Sunday dawned sunny and bright, a blessing after thunderstorms Saturday drenched people who are living on sidewalks and on rooftops of flooded homes. It also regurgitated the mud that finally had been caking as floodwaters receded, more than a week after the storm's passage.

At the Roman Catholic Cathedral of St. Charles Borromee, four people stood and prayed in the back, unwilling to venture into a disaster zone of overturned pews and trash ankle-deep in mud. Outside, a woman among hundreds sheltering at the church brushed her teeth and spat toothpaste into the debris.

A couple walked up, shoes newly waxed and shining, for Mass, which was held in a makeshift chapel.

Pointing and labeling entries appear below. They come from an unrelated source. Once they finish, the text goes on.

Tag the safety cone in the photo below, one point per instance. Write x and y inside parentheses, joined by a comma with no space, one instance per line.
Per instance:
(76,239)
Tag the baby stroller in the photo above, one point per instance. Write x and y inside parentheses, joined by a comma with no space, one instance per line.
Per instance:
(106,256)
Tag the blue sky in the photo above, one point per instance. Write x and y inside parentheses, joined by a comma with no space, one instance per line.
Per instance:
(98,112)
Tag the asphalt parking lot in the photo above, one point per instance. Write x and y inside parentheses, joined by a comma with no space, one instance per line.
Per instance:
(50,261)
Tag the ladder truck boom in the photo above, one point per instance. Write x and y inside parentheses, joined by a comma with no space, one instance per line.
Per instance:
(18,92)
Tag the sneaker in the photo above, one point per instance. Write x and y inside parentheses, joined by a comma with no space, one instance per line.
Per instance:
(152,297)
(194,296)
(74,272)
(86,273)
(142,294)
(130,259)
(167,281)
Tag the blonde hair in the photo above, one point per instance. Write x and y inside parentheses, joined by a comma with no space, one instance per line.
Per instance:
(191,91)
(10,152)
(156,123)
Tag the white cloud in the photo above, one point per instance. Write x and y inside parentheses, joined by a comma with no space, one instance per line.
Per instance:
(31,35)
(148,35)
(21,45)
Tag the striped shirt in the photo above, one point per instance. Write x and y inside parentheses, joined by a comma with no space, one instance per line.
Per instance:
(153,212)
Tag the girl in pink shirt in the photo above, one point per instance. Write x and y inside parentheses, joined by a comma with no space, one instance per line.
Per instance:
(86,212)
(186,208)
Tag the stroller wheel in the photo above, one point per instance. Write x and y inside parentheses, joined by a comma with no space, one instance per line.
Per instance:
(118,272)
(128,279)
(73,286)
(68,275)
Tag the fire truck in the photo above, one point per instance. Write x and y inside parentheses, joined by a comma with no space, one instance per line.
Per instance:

In another hopeful sign, parts of the city smelled of disinfectant, instead of the stench from decomposing bodies, animal carcasses and overflowing sewage.

"We don't have anything but we're doing our best," Joselyne Ashalus said in front of a classroom where she sleeps on the floor with eight other people.

"After all this we have to be respectful and we have to thank God for saving us," said the 31-year-old mother who was grateful she saved her five children from the floods that destroyed their home and belongings.

Ashalus braided one daughter's hair and decorated it with pink and white hair grips, the gift of another storm survivor.

Her other children stood around -- a baby with yellow iodine-soaked bandages on both legs, a girl with one on her ankle, a toddler covered in a rash that developed after the floods.

Outside the city, near the lake flooding the highway, about 70 farmers waved signs saying "We need help too."

"We have not got any aid. We see the trucks passing all the time, and they never stop. Meanwhile there are kids dying of hunger here," said Bethony Maxime, a 23-year-old farmer who lost his house, cattle, goats and crops to the storm.

"The problem is the people in the rural areas are not getting anything. The gangs ... are taking it all," said another farmer, Pierre Richard, 36.

The director of the World Food Program's Haiti operation, Guy Gavreau, said aid groups had been able to get food to only about 25,000 people last week -- one-tenth of Gonaives' population.

The floods from Jeanne destroyed all of the rice and fruit harvest in the Artibonite, Haiti's breadbasket, "so now the country can't even feed itself without outside help," said Gavreau, the World Food Program official.

While some people welcomed news of a government evacuation, others planned to abandon the city entirely.

"If one person gets sick, we'll all be sick," said Ysemarie Saint-Louis, who weathered Saturday's thunderstorm crowded under a small tin shelter with more than 30 relatives. She said she and the others hoped to go elsewhere in Haiti, but she wasn't sure where.